本件指針に照らしてみても、本件処分は、2事業年度連続して期限内に申告書の提出がない事案について、当該2事業年度目の事業年度以後の事業年度について青色申告の承認を取り消したものであって、本件指針の定めに従ったものということができ(本件指針の記の4参照。なお、記の5の①に該当すべき事情については、原告から何らの主張がない。)、同種事案に対する事務運営と異なる処分であるとはいい難い。
なお、原告の主張には、原告が平成15年3月期に期限内申告をしたことから、その後にされた本件処分が違法となるという趣旨にも解される部分がある。しかしながら、本件条項その他の法の規定には、期限後申告を理由とする青色申告承認取消処分の時期を制限する規定はないから、納税者が期限後申告をした後に期限内申告に復したからといって、その後に、過去の期限後申告を理由とする青色申告承認取消処分をすることができなくなるわけではない。
したがって、原告の主張のうち、裁量権の逸脱ないし濫用の違法をいう部分は、これを採用することができない。
3 比例原則違反について
いわゆる比例原則は、いわゆる効果裁量の分野に適用される原則であり、ある行政目的を達するために数個の手段が認められている場合には、人民の権利自由に制限を課する行為は、その目的を達するために必要な最小限度にとどめなければならないという条理上の制約を意味するものであって、本件において原告の主張している原則とは異なる側面があるが、この点はひとまず措き、原告の主張の実質的な内容を検討すると、要するに、本件処分はその名宛人に不利益を甘受させる処分であるところ、このような不利益処分をすることが許されるのは、名宛人に当該不利益を甘受させるにふさわしい事由がある場合に限るべきであるにもかかわらず、本件においては、本件期限後申告は重大でないのに対し、本件処分は重大であって、本件期限後申告は原告に本件処分を甘受させるにふさわしい事由に当たらないという趣旨に解される。
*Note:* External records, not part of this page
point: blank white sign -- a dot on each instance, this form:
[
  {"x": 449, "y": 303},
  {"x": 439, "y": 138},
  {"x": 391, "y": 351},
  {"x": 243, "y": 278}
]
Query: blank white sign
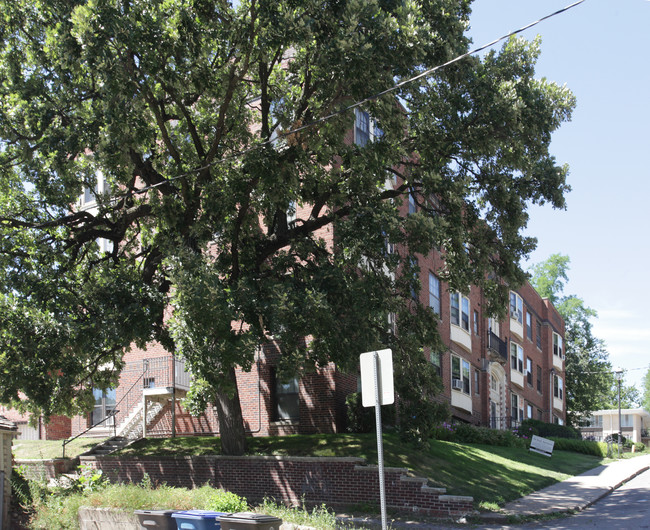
[{"x": 385, "y": 377}]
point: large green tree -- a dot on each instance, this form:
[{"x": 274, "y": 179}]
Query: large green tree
[
  {"x": 589, "y": 375},
  {"x": 208, "y": 122}
]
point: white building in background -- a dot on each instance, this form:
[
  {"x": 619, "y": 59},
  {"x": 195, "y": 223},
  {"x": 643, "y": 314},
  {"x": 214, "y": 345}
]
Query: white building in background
[{"x": 635, "y": 424}]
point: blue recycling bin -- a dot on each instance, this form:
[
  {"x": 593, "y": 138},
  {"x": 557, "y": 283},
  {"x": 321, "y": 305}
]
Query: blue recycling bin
[
  {"x": 156, "y": 519},
  {"x": 198, "y": 520}
]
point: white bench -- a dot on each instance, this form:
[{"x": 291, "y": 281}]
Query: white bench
[{"x": 543, "y": 446}]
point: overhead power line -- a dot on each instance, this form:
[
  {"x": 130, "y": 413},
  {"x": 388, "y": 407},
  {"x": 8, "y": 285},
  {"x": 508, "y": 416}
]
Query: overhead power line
[{"x": 359, "y": 103}]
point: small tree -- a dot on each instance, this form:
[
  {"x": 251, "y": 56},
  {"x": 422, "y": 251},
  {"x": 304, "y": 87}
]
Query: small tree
[{"x": 589, "y": 376}]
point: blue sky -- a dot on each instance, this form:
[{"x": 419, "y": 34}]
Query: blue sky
[{"x": 600, "y": 49}]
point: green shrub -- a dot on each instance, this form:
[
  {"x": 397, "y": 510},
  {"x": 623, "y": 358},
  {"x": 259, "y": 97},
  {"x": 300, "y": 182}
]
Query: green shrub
[
  {"x": 225, "y": 501},
  {"x": 586, "y": 447},
  {"x": 549, "y": 430}
]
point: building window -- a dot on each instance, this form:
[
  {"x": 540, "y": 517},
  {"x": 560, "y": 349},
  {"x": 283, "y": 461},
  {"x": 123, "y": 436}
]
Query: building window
[
  {"x": 595, "y": 421},
  {"x": 460, "y": 311},
  {"x": 413, "y": 207},
  {"x": 436, "y": 361},
  {"x": 558, "y": 390},
  {"x": 287, "y": 404},
  {"x": 460, "y": 374},
  {"x": 104, "y": 406},
  {"x": 557, "y": 345},
  {"x": 627, "y": 420},
  {"x": 361, "y": 127},
  {"x": 392, "y": 323},
  {"x": 434, "y": 293},
  {"x": 516, "y": 357},
  {"x": 516, "y": 307}
]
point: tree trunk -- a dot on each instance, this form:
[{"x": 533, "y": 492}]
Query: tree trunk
[{"x": 231, "y": 420}]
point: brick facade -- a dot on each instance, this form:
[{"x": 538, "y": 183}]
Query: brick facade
[{"x": 337, "y": 482}]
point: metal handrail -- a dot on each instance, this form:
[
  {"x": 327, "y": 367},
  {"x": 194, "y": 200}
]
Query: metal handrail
[
  {"x": 68, "y": 440},
  {"x": 112, "y": 414}
]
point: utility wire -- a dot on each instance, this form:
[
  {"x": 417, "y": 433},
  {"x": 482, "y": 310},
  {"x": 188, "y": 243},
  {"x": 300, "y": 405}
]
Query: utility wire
[{"x": 359, "y": 103}]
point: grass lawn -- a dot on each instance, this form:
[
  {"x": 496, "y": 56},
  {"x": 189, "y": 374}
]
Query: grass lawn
[
  {"x": 46, "y": 449},
  {"x": 490, "y": 474}
]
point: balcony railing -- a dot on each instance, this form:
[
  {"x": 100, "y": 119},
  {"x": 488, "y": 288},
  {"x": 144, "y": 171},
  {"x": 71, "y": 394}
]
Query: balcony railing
[
  {"x": 497, "y": 347},
  {"x": 155, "y": 372}
]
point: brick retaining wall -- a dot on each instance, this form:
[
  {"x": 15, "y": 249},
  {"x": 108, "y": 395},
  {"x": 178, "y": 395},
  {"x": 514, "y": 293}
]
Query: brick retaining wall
[{"x": 336, "y": 482}]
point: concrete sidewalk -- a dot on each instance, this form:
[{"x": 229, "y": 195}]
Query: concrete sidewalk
[
  {"x": 574, "y": 494},
  {"x": 579, "y": 492}
]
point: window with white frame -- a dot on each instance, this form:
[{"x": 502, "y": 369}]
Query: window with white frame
[
  {"x": 557, "y": 345},
  {"x": 460, "y": 374},
  {"x": 365, "y": 128},
  {"x": 436, "y": 361},
  {"x": 595, "y": 421},
  {"x": 286, "y": 398},
  {"x": 361, "y": 127},
  {"x": 413, "y": 207},
  {"x": 91, "y": 192},
  {"x": 516, "y": 357},
  {"x": 558, "y": 387},
  {"x": 434, "y": 293},
  {"x": 460, "y": 310},
  {"x": 516, "y": 408},
  {"x": 516, "y": 307}
]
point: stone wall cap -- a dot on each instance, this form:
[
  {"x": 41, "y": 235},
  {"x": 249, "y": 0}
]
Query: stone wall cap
[
  {"x": 456, "y": 498},
  {"x": 281, "y": 458}
]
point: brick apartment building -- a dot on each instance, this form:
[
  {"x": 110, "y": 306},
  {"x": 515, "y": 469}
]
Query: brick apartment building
[{"x": 494, "y": 373}]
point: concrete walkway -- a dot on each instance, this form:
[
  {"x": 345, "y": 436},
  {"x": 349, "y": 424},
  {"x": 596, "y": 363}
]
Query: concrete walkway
[
  {"x": 578, "y": 492},
  {"x": 574, "y": 494}
]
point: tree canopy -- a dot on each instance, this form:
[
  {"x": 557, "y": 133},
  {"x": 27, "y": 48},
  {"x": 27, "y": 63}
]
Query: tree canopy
[
  {"x": 589, "y": 375},
  {"x": 206, "y": 123}
]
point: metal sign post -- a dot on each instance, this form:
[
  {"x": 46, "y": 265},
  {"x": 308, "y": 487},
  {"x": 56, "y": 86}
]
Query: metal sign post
[{"x": 377, "y": 387}]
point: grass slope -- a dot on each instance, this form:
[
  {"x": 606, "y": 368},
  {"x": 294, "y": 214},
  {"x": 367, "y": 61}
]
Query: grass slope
[
  {"x": 47, "y": 449},
  {"x": 490, "y": 474}
]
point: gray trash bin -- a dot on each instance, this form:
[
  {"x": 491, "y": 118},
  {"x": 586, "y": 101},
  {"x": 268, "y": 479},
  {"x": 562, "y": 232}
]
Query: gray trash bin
[
  {"x": 249, "y": 521},
  {"x": 197, "y": 520},
  {"x": 156, "y": 519}
]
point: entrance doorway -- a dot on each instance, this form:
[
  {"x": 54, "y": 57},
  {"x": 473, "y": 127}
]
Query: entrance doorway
[{"x": 104, "y": 406}]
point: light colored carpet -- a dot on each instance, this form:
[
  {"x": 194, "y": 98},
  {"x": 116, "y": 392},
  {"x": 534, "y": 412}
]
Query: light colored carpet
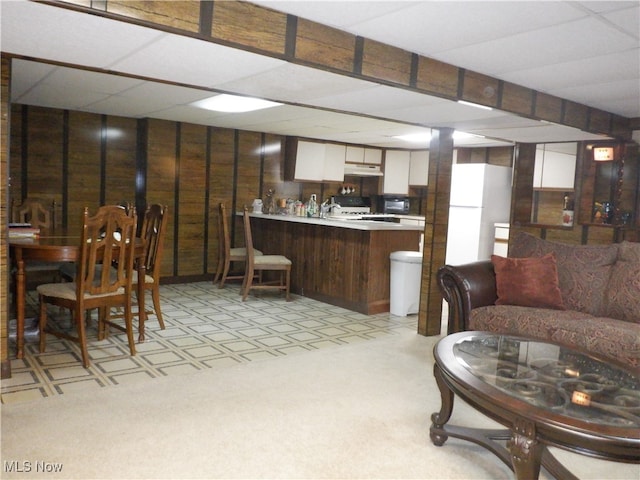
[{"x": 355, "y": 411}]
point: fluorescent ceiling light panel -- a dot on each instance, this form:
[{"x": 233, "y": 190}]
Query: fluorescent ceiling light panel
[
  {"x": 462, "y": 135},
  {"x": 425, "y": 137},
  {"x": 234, "y": 104},
  {"x": 484, "y": 107}
]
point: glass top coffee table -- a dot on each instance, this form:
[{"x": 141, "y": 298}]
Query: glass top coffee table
[{"x": 544, "y": 394}]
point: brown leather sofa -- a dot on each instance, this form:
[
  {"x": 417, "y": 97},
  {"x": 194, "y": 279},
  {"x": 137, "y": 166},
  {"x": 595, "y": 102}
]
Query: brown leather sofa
[{"x": 599, "y": 310}]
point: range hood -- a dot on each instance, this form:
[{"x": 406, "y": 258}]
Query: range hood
[{"x": 362, "y": 170}]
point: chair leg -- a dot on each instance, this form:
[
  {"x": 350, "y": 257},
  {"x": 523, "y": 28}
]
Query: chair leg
[
  {"x": 128, "y": 322},
  {"x": 155, "y": 294},
  {"x": 288, "y": 280},
  {"x": 227, "y": 266},
  {"x": 219, "y": 269},
  {"x": 42, "y": 324},
  {"x": 104, "y": 316},
  {"x": 248, "y": 280},
  {"x": 82, "y": 337}
]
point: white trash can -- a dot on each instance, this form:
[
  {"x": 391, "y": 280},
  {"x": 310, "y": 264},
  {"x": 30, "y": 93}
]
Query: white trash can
[{"x": 406, "y": 276}]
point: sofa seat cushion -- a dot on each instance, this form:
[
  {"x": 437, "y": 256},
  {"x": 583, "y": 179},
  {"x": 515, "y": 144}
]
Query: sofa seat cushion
[
  {"x": 605, "y": 336},
  {"x": 608, "y": 337},
  {"x": 517, "y": 320}
]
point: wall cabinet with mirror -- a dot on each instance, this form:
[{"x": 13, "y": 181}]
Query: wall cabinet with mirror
[
  {"x": 610, "y": 184},
  {"x": 554, "y": 191}
]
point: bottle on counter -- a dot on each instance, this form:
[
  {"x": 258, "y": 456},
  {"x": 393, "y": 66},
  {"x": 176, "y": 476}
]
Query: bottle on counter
[
  {"x": 567, "y": 211},
  {"x": 312, "y": 206}
]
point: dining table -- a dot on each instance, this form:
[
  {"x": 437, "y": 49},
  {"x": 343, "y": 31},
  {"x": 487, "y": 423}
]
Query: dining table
[{"x": 60, "y": 245}]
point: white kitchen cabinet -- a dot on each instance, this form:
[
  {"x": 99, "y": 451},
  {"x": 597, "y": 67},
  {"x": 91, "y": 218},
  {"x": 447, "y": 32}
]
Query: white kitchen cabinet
[
  {"x": 334, "y": 162},
  {"x": 319, "y": 161},
  {"x": 310, "y": 161},
  {"x": 373, "y": 156},
  {"x": 396, "y": 172},
  {"x": 555, "y": 166},
  {"x": 363, "y": 155},
  {"x": 419, "y": 168}
]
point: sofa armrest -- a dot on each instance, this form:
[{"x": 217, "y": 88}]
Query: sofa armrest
[{"x": 465, "y": 287}]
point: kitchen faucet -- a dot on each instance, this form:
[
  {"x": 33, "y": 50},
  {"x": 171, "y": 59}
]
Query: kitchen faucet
[{"x": 326, "y": 207}]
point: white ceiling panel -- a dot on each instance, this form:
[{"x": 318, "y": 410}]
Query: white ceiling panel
[
  {"x": 583, "y": 51},
  {"x": 293, "y": 83},
  {"x": 207, "y": 64},
  {"x": 437, "y": 27},
  {"x": 610, "y": 68},
  {"x": 373, "y": 97},
  {"x": 67, "y": 36},
  {"x": 553, "y": 45}
]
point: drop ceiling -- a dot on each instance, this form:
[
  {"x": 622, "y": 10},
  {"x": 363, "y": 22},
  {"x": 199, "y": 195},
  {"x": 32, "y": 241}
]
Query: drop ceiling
[{"x": 587, "y": 52}]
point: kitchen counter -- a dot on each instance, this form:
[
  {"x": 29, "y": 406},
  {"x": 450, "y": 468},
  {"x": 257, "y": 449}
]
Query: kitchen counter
[
  {"x": 367, "y": 225},
  {"x": 340, "y": 262}
]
しかしながら、原告の主張を上記のように理解したとしても、その主張を採用することはできないことは、既に説示したとおりである。
なお、原告は、本件期限後申告が重大なものでない理由として、本件期限後申告に係る事業年度が2期にとどまっていること、これらの事業年度に係る原告の所得金額及び納付すべき税額はいずれも0円であること、そもそも零細企業における期限後申告は、経理事務や申告書作成事務の関係上どうしても生ずることがあるものであることを主張する。しかしながら、既に指摘したとおり、青色申告承認は、きちんとした帳簿書類を備え、きちんとした申告をすることができる者に対して与えられるべきものなのであるから、この観点からみた場合、2年度にわたる期限後申告の事実は、決して軽視し得るものではないし、その原因が、経理事務や申告書作成事務の都合にあるというのであれば、それは、青色申告承認を受けるのにふさわしい態勢を備えていないことを自白しているのに等しいものといわざるを得ない。さらに、ここで問題とされているのは、きちんとした帳簿書類を用意して申告に備えているかどうかという点なのであるから、申告に係る所得金額や税額の多寡によって、青色申告承認が取り消されるべきかどうかの判断が左右されるものでもない。結局、原告の主張は、青色申告制度や、その取消制度の趣旨を誤解するものといわざるを得ない。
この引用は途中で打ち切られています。